Timing Gold Is A Fool’s Errand

“I don’t agree with you Jodie…..Gold is in a bear market….too early to put some money in the yellow metal….” is a comment from the article recently posted by the Economic Times asking the question, “Where do you see the gold prices making a bottom as every fundamental turns unfavorable for gold?”

We love your comments expressing your opinions about where the market is and where it’s going, just as much as we love to share the history lessons told through our indices.

Let’s pretend today is sometime in the middle of 1981. President Reagan just established the Gold Commission that rejected returning the U.S. to a gold standard. The Fed raised rates to 20% and inflation fell. But that created a recession. Gold investors lost about half their asset values. They wondered, “Had gold reached its bottom?”

To understand the answer to this question, investors might consider the underpinnings of the prior bull run of over 400% that started when Nixon took the dollar off the gold standard in 1973. Inflation tripled, the dollar crashed, and after years of erratic monetary policy, investors piled into gold as a safe haven. The perfect environment for gold ended and investors wondered about the future of gold without these supports.
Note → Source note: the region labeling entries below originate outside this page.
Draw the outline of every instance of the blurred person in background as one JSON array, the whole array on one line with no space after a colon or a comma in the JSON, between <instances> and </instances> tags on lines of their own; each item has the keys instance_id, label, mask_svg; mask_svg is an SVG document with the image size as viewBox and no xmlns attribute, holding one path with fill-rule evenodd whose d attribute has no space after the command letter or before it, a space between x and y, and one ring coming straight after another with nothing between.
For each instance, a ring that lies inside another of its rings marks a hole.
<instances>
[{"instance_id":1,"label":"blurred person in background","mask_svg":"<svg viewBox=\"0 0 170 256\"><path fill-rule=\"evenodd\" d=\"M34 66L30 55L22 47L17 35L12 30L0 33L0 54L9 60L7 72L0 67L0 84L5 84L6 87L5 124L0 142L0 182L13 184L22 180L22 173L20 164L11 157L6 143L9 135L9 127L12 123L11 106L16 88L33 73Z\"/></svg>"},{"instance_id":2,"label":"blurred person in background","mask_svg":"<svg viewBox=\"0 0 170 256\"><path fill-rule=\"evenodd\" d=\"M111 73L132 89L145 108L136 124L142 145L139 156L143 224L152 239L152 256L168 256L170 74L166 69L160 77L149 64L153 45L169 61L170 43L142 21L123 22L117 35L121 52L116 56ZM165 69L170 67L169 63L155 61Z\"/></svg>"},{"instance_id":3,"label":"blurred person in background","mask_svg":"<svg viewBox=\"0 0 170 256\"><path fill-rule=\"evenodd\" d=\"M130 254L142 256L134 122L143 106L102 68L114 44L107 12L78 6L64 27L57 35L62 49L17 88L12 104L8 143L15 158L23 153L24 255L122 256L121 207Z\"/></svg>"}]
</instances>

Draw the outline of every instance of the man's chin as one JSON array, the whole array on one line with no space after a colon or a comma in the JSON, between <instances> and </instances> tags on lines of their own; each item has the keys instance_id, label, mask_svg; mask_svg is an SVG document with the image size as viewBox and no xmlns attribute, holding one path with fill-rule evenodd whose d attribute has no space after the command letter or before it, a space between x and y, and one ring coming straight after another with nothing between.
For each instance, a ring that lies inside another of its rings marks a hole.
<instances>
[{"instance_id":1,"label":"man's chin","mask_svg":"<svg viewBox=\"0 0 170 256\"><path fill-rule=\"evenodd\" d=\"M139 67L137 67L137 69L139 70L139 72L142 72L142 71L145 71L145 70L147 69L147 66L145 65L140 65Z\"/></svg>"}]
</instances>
For the next 20 years, gold lived through mostly expansionary periods. Even as investors abandoned gold for stocks, gold didn’t fall much further.

2001 Gold

Not until Sep. 11, 2001, did fear ripple through the market, triggering the flight to safety into gold again. The drivers of inflation and a weak dollar that supported gold through the 1970’s bull run were back. These factors plus the global financial crisis and worries about government reform led gold to a record high. Such forces in addition to the growing popularity of the gold ETF as a new way for investors to access gold sent gold soaring more than 600% over the next ten years, until Aug. 2011.

As worries eased, investors fled gold once again. However, many in this selloff have no memory of the 65% drop that happened in 1981-82. Currently, gold has only lost 45% since its peak four years ago, but the majority of the loss happened in 2013 when gold dropped 28%, the most since 1981.